Hola, quería expresar mis opiniones sobre el crucero realizado el dia 22 de noviembre desde Barcelona. Las escalas eran Casablanca, Funchal, Arrecife (cambiado por Tenerife por motivos climatológicos) y Málaga, con 4 días enteros de navegación. Nunca había hecho antes un crucero con tantos días en el mar y la verdad es que hemos descansado mucho y hemos disfrutado de la vida a bordo.
El check-in fue rápido y además había cafés, zumos, infusiones y pastas en la terminal, cosa que se agradece en las esperas, pero en nuestro caso no lo necesitamos. Había 2 colas una para latitudes y la normal, en el momento de nuestra llegada estaban las 2 colas con recepcionistas libres.
El barco me pareció muy fácil y cómodo, su tamaño diría que es el ideal, y había bastante espacio para todos los pasajeros.
Por contra, lo encontré bastante deteriorado y falto de mantenimiento, sobre todo los camarotes y su mobiliario, muchos de los cristales de las ventanas sucios hasta el punto que impedían la visión. Creo que le hace falta una renovación urgentemente, sobre todo de alfombras y mobiliario.
Un espacio que me gustó mucho eran las terrazas de popa, algo inexistente en los barcos de cruceros modernos en los que la popa está ocupada completamente por camarotes.
Los precios de las bebidas me parecieron muy razonables excepto el vino. La cocteleria no es muy variada y su presentación desmerece comparando con otras compañías.
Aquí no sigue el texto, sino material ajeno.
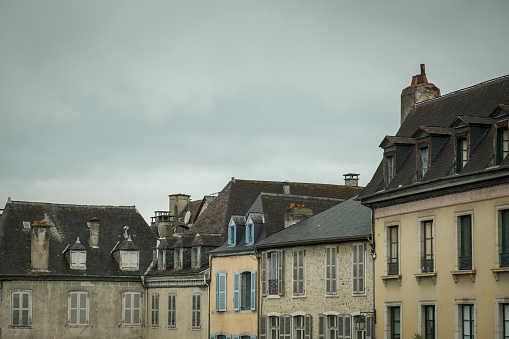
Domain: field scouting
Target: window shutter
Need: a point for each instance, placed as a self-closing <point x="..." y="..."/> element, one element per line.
<point x="280" y="272"/>
<point x="236" y="291"/>
<point x="321" y="326"/>
<point x="263" y="327"/>
<point x="253" y="290"/>
<point x="264" y="274"/>
<point x="307" y="326"/>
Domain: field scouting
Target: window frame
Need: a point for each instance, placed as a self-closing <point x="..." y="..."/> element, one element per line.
<point x="20" y="309"/>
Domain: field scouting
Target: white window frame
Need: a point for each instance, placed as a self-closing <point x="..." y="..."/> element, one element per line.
<point x="78" y="259"/>
<point x="129" y="260"/>
<point x="356" y="269"/>
<point x="155" y="309"/>
<point x="298" y="279"/>
<point x="196" y="303"/>
<point x="172" y="310"/>
<point x="331" y="271"/>
<point x="20" y="308"/>
<point x="130" y="298"/>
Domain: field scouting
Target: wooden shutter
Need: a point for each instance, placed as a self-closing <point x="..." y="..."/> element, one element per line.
<point x="263" y="327"/>
<point x="264" y="277"/>
<point x="236" y="291"/>
<point x="253" y="290"/>
<point x="307" y="326"/>
<point x="321" y="326"/>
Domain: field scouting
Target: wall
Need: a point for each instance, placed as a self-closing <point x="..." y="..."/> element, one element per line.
<point x="50" y="309"/>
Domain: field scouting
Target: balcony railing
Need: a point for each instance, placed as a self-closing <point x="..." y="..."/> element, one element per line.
<point x="504" y="259"/>
<point x="273" y="287"/>
<point x="428" y="266"/>
<point x="393" y="268"/>
<point x="465" y="263"/>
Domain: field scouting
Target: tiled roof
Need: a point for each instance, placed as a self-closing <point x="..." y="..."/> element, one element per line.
<point x="67" y="223"/>
<point x="345" y="221"/>
<point x="472" y="106"/>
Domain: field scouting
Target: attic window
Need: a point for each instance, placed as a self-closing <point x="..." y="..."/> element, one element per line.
<point x="78" y="259"/>
<point x="129" y="260"/>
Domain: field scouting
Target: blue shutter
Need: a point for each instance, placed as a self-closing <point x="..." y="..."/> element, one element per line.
<point x="253" y="290"/>
<point x="236" y="291"/>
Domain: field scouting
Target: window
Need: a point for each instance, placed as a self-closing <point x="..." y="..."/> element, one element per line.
<point x="172" y="310"/>
<point x="299" y="288"/>
<point x="358" y="263"/>
<point x="221" y="291"/>
<point x="502" y="144"/>
<point x="503" y="217"/>
<point x="395" y="322"/>
<point x="196" y="311"/>
<point x="389" y="169"/>
<point x="423" y="161"/>
<point x="244" y="290"/>
<point x="78" y="259"/>
<point x="465" y="242"/>
<point x="132" y="308"/>
<point x="467" y="321"/>
<point x="272" y="273"/>
<point x="331" y="270"/>
<point x="232" y="235"/>
<point x="155" y="309"/>
<point x="178" y="258"/>
<point x="429" y="321"/>
<point x="129" y="260"/>
<point x="461" y="154"/>
<point x="21" y="308"/>
<point x="78" y="309"/>
<point x="393" y="257"/>
<point x="427" y="258"/>
<point x="195" y="257"/>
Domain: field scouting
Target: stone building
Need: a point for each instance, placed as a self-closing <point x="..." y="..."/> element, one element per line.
<point x="316" y="277"/>
<point x="440" y="203"/>
<point x="72" y="270"/>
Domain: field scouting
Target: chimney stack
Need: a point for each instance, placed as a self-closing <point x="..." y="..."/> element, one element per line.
<point x="94" y="232"/>
<point x="351" y="179"/>
<point x="419" y="90"/>
<point x="40" y="245"/>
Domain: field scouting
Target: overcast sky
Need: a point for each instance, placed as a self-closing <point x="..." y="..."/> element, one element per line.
<point x="125" y="102"/>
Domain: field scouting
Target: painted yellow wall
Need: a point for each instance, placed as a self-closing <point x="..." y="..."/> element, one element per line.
<point x="232" y="322"/>
<point x="446" y="292"/>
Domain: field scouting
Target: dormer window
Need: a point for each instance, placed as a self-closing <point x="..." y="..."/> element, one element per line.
<point x="502" y="144"/>
<point x="423" y="161"/>
<point x="461" y="153"/>
<point x="78" y="259"/>
<point x="129" y="260"/>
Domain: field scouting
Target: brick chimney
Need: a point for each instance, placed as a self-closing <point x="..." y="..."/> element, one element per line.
<point x="94" y="232"/>
<point x="40" y="245"/>
<point x="419" y="90"/>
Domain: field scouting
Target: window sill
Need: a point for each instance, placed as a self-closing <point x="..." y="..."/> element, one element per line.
<point x="386" y="278"/>
<point x="456" y="274"/>
<point x="497" y="271"/>
<point x="432" y="275"/>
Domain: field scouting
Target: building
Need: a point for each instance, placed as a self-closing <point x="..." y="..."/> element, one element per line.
<point x="440" y="202"/>
<point x="72" y="270"/>
<point x="317" y="277"/>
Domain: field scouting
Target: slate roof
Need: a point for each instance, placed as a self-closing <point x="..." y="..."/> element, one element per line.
<point x="346" y="221"/>
<point x="475" y="106"/>
<point x="68" y="222"/>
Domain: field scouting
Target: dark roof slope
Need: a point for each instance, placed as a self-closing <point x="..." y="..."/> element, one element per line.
<point x="345" y="221"/>
<point x="68" y="222"/>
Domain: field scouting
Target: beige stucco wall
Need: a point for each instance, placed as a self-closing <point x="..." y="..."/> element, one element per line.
<point x="232" y="322"/>
<point x="446" y="293"/>
<point x="50" y="310"/>
<point x="183" y="316"/>
<point x="316" y="302"/>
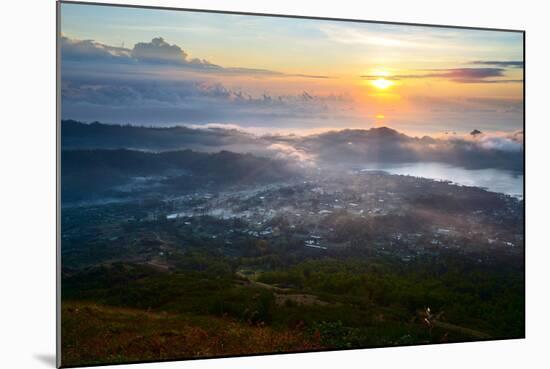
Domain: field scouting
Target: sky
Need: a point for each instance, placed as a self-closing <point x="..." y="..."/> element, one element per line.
<point x="285" y="75"/>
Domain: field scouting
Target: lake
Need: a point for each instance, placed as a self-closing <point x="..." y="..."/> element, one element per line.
<point x="495" y="180"/>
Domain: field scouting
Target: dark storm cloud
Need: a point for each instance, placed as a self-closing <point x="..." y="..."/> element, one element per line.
<point x="461" y="75"/>
<point x="157" y="52"/>
<point x="157" y="82"/>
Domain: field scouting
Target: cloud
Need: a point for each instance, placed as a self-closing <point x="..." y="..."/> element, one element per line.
<point x="157" y="52"/>
<point x="90" y="50"/>
<point x="160" y="51"/>
<point x="460" y="75"/>
<point x="500" y="63"/>
<point x="500" y="144"/>
<point x="289" y="152"/>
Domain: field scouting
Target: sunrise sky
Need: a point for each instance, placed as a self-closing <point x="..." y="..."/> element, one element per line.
<point x="270" y="74"/>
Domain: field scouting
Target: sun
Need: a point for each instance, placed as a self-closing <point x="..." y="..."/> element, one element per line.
<point x="382" y="83"/>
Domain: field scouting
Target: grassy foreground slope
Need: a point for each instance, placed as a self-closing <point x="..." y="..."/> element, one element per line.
<point x="94" y="334"/>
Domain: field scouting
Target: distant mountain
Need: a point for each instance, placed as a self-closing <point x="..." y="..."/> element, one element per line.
<point x="386" y="145"/>
<point x="77" y="135"/>
<point x="345" y="147"/>
<point x="92" y="174"/>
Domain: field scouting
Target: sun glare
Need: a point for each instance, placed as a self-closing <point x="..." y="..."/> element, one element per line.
<point x="381" y="83"/>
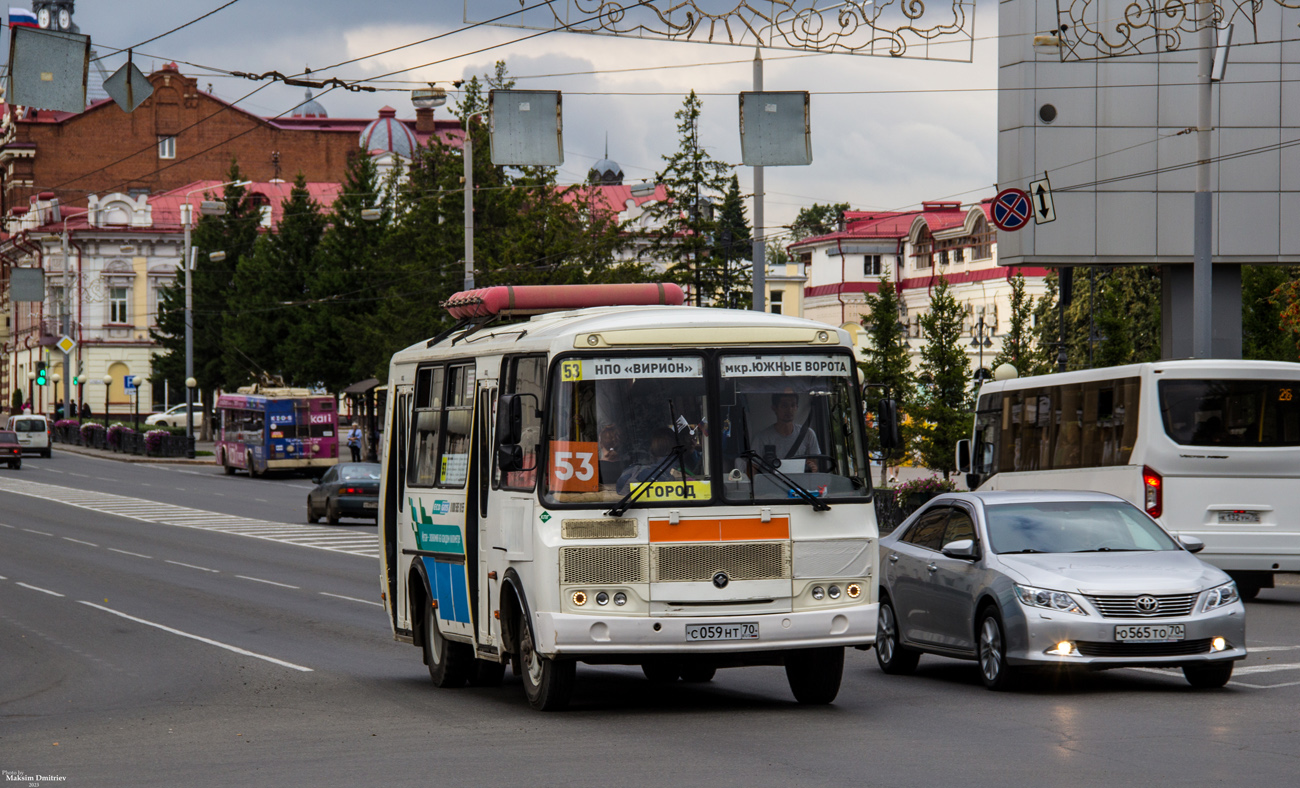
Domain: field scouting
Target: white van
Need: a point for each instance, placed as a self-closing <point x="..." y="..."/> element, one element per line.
<point x="33" y="432"/>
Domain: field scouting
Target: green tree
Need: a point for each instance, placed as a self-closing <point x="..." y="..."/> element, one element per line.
<point x="1017" y="342"/>
<point x="685" y="221"/>
<point x="818" y="220"/>
<point x="943" y="397"/>
<point x="733" y="251"/>
<point x="267" y="306"/>
<point x="887" y="367"/>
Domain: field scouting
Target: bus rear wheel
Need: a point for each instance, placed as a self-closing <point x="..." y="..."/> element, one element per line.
<point x="547" y="683"/>
<point x="450" y="663"/>
<point x="815" y="674"/>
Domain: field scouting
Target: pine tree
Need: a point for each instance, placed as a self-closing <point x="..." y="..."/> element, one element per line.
<point x="943" y="397"/>
<point x="887" y="369"/>
<point x="1017" y="343"/>
<point x="693" y="181"/>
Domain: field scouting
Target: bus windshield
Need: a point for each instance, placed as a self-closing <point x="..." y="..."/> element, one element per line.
<point x="1231" y="412"/>
<point x="789" y="423"/>
<point x="615" y="420"/>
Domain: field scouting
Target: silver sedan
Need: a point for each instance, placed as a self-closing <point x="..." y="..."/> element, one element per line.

Hay siempre gratuitamente agua no embotellada, limonada, infusiones y café de máquina, este último bastante criticado aunque como yo no tomo café no puedo opinar.
La comida, tanto del buffet como la de los restaurantes principales excelente, tanto por sabor como por variedad, aunque es verdad que los ingredientes eran sencillos. A mí, personalemente, no me gusta mucho el sistema Free Style, prefiero el turno fijo con mi mesa y mi camarero, pero en este crucero ha funcionado bastante bien y no hemos tenido largas esperas para conseguir mesa. En el buffet, algunos días sí que costaba encontrar mesa dentro, pero en las terrazas de la popa, que comunican con el buffet, siempre encontramos mesas libres.
Limpieza correcta pero sin llegar a la excelencia.